Attacking people for feeling ill during a pandemic? Really, what is wrong with us?

Three huge issues

We can do better. We have three huge issues to contend with, now, and they don’t involve people yelling.

We need to keep the post-COVID economy moving. We need to help families who need daycare. And we need to get serious about climate change — the carbon we burn is now indisputably making our lives unpredictable and damaging our work and our homes.

In a twisted way, it may be fortunate that because of COVID-19 restrictions many people will avoid going to election rallies with crowds of people who attack the sick. As seen on TV and online, there have been a lot of these big knots of mean-spirited folks venting their spleen, swearing, shoving and shouting things that should not be repeated.

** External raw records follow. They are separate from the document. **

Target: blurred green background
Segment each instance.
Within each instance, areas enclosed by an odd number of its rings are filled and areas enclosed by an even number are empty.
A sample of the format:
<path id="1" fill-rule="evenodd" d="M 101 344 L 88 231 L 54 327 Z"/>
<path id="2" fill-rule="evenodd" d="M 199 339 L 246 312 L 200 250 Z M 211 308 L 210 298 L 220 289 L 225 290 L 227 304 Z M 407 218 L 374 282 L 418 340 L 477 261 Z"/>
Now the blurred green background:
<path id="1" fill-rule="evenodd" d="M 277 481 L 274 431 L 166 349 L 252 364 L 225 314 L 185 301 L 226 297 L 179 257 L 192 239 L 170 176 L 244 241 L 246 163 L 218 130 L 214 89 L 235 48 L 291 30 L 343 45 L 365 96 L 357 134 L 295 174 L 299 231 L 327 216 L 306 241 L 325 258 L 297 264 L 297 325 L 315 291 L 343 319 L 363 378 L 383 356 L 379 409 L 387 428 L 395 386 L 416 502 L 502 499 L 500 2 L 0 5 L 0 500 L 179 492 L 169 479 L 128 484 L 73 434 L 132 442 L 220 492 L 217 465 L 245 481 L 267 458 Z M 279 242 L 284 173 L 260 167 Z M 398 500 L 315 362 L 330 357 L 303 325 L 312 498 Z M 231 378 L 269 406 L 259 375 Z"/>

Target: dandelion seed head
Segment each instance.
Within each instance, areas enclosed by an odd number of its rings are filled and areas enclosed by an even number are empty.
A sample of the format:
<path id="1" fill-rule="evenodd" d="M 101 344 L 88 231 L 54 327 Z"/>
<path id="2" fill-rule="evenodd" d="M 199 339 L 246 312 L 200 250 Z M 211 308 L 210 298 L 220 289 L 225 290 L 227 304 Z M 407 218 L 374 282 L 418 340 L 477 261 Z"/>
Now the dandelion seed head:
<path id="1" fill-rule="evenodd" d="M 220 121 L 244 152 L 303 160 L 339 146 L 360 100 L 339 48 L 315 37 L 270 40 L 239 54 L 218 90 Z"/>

Speaking of spleens, some demonstrators even took to attacking modern medicine, protesting against doctors, nurses and front-line responders who might save their own spleens some time.

Protect what’s being lost

Anyone who places even the tiniest bit of value on the rule of law — on civilization for that matter — ought to be concerned about what’s being lost amid the noise.

The first thing that’s being lost is the minimum standard of civil discourse we thought we had. The bar was never high, but it’s already at a new low.

The nastiness seems to be organic too. It used to be that anti-vax, anti-science and all the other unsavoury anti-causes could be ascribed to people following around creepy people who could whip them to a frenzy with trumped-up rhetoric.

Now the hate seems to be coming from people who congeal using social media to organize and show up on their own to spew.

Canadian society has long tolerated outrageous ideas. But until recently, one of the magical features of our politics has been a public preference for cautious compromise. A province doesn’t want to sign the Constitution? OK, let’s talk. You think the Senate is useless? Let’s talk about it for 154 more years.

This patience can be annoying, but in many ways it has served Canadians well. At the same time, on some key issues in this election, there should be a rush to move forward.

Shouting doesn’t help 

First, we’re going to have to pull together to dig ourselves out of the last days — one hopes — of the pandemic. No one has a perfect answer, but whomever we elect is going to have to keep the economy moving, and shouting horrible things at them isn’t going to help.

Next, with a real, universal, affordable child care program, we have an opportunity to actually restructure our society for better. Eight provinces have miraculously agreed to sign on for $10 per day child care — significantly though, not Doug Ford’s Progressive Conservative Ontario.

The quality of child care could be enhanced by a universal, nationally funded program, and with $10 daycare, many families that are already struggling to afford home ownership might be able to save enough money to own a decent home by no longer having to shovel huge piles of cash to daycare.

The third big issue? Climate. Just weeks before the election was called, the United Nations’ panel of scientists warned that the world is in Code Red. Who in this election has the best plan that will actually do something to meet this existential challenge?

That’s something voters can decide — if we don’t let the nasty babble of irrational crowds seize the day.

David Israelson is a non-practising lawyer, author, communications advisor and journalist who lives in Niagara-on-the-Lake. A version of this article appeared recently in The Lawyer’s Daily.